RE: Notional Offsetting or Entitlement
Thu 10-Dec-09 10:56 PM

Fri 11-Dec-09 08:24 AM by shawn

this is very good news. and how interesting that it has been announced, virtually hidden in plain sight, in the pre-budget report. imho, HMRC's overpayment recovery policy has been unlawful from the get-go, and is indefensible - hence no cases being allowed to go to court. i have no doubt that HMRC has come under sustained pressure from many and various sources - i imagine it all counts in the end, and i would be very surprised if the looming election hasn't focussed ministers minds to the point where they have seen the necessity of piercing the miasma of obfuscation and lunacy woven by this department, to peer into reality and the world of reason. i would like to believe that they have decided to put it right for the right reasons...: )

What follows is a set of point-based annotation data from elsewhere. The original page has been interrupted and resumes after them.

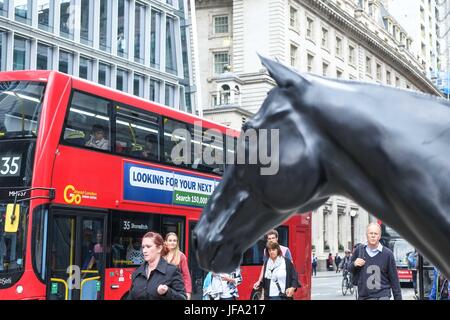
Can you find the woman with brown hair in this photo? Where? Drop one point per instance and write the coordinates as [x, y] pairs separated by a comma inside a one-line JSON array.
[[280, 277], [156, 279], [177, 258]]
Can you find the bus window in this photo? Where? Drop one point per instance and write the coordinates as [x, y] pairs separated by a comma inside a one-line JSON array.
[[20, 107], [137, 133], [87, 123], [207, 152], [173, 138], [129, 228]]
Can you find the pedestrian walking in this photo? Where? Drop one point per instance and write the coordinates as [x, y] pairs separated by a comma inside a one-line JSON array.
[[177, 258], [280, 277], [375, 270], [330, 262], [156, 279], [272, 237], [440, 288], [314, 264], [337, 262]]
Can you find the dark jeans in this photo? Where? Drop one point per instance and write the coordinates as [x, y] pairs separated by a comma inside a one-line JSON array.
[[379, 298], [278, 298]]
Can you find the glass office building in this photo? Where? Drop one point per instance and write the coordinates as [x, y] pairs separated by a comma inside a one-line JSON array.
[[140, 47]]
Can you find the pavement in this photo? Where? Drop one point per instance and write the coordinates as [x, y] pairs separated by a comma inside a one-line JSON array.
[[327, 274], [326, 285]]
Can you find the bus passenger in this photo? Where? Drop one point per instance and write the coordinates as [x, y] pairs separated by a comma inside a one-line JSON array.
[[150, 150], [97, 139], [156, 279], [177, 258]]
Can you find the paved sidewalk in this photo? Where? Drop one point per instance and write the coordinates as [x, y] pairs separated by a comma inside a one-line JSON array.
[[327, 274]]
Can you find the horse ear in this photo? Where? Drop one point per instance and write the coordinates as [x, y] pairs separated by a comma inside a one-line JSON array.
[[283, 75]]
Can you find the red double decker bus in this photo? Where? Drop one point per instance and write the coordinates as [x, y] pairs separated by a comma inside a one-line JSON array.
[[85, 172]]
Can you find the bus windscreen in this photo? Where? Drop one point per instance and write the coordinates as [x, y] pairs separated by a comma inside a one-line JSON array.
[[20, 107]]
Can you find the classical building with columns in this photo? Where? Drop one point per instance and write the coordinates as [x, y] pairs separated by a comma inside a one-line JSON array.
[[140, 47], [345, 39]]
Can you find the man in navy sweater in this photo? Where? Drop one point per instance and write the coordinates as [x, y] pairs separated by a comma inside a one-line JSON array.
[[375, 268]]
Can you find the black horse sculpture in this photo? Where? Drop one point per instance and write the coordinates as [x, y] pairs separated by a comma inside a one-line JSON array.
[[387, 149]]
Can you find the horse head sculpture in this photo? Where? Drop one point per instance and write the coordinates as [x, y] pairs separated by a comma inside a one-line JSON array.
[[387, 149]]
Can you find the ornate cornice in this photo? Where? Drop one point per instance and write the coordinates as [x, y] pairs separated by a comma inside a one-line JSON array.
[[334, 14]]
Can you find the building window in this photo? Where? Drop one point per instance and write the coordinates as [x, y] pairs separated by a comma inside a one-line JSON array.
[[138, 85], [65, 62], [85, 68], [66, 10], [351, 55], [325, 66], [221, 60], [139, 34], [122, 80], [325, 38], [379, 76], [21, 57], [294, 51], [171, 52], [104, 74], [310, 61], [44, 57], [155, 87], [339, 47], [22, 10], [169, 95], [122, 28], [221, 24], [155, 40], [105, 25], [45, 15], [369, 66], [309, 28], [3, 8], [87, 11], [293, 21]]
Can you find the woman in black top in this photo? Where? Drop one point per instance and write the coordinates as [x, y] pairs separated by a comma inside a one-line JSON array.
[[156, 279], [280, 276]]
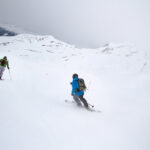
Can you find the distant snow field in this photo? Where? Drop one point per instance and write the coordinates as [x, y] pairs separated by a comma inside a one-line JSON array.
[[33, 112]]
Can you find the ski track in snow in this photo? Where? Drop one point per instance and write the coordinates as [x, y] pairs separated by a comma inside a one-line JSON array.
[[34, 116]]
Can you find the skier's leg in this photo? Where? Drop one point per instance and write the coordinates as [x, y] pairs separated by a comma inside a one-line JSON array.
[[76, 98], [84, 101], [1, 71]]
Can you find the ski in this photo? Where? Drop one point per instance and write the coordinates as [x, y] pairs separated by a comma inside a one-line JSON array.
[[92, 109]]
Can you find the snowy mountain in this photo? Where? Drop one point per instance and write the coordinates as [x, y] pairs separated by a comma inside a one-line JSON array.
[[33, 112]]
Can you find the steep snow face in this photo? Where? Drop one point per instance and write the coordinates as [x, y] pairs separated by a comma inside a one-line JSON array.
[[34, 116]]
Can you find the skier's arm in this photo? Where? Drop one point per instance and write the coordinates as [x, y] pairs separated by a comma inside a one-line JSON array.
[[7, 65]]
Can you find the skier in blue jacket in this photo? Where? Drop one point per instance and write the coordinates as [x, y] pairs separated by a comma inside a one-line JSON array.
[[76, 93]]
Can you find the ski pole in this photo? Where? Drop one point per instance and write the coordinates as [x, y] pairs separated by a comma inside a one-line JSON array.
[[91, 105], [9, 74]]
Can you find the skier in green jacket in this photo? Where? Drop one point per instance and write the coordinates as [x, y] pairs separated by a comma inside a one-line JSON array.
[[3, 64]]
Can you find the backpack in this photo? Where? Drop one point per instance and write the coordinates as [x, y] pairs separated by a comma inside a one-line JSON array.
[[3, 62], [82, 86]]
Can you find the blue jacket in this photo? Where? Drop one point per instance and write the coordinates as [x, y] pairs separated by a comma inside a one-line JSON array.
[[75, 86]]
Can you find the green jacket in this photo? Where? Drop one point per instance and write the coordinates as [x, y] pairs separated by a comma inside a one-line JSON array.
[[6, 64]]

Despite the personableness of individual members of staff, for whom i have some sympathy, i have found it difficult to conclude other than that the organisational entity which is HMRC is arrogant, out of control and psychotically insane. i'm not surprised that there are websites on t'internets with titles like 'Tax Credit Victims', or even 'HMRC are *****'. it has been robbing tax-credit claimants for 5 years, as well as sabotaging the tax credit scheme and its important role in reducing child poverty. and although i'm happy that i can now drop one of my long-standing obsessions, i expect that we have a way to go yet...!!!

i can't help wondering whether Novitskaya v London Borough of Brent & Anor <2009> EWCA Civ 1260 (01 December 2009) had any influence on this policy reversal?

http://www.bailii.org/ew/cases/EWCA/Civ/2009/1260.html

this helpful decision supports a number of crucial principles which imo have application to HMRC as well as the DWP - i wont quote extensively, but a couple of paragraphs deserve an airing here - : ) -

>>>Social security legislation is enacted primarily for the benefit of social security claimants.>>> opening of para 10

>>>The holding on this point in Kerr is a reflection of the fact that the distribution of benefits is different from many other areas of civil law. It is concerned not simply with recognising rights or enforcing liabilities but also with sustaining members of the community whom Parliament has decided should be sustained through the welfare state.>>> para 25

see also paras 15 and 21.

This decision, like Kerr itself, is very welcome. It doesn’t imo reflect any new approach in the social security field, but re-affirms explicitly an older established approach, which has become eroded/corrupted by new admin and management systems, and IT methods (and corresponding loss of knowledge and skills) etc etc.

just in case anyone thinks i go too far with 'psychotically insane', i kid you not, i discovered yesterday morning that the phone number for HMRC Solicitors' Office has been withdrawn from the public domain!!! ( I needed a fax number - Ravi Low-Beer of the Public Law Project has put a lot of hard, and frustrating work in on this issue, and had drafted a complex LBA.) After about two hours of hapless googling, and telephoning around, HMRC, after interrogating me as to my purpose, eventually deigned to provide me with the fax number, but refused to disclose the telephone number, which really has been removed from the public domain.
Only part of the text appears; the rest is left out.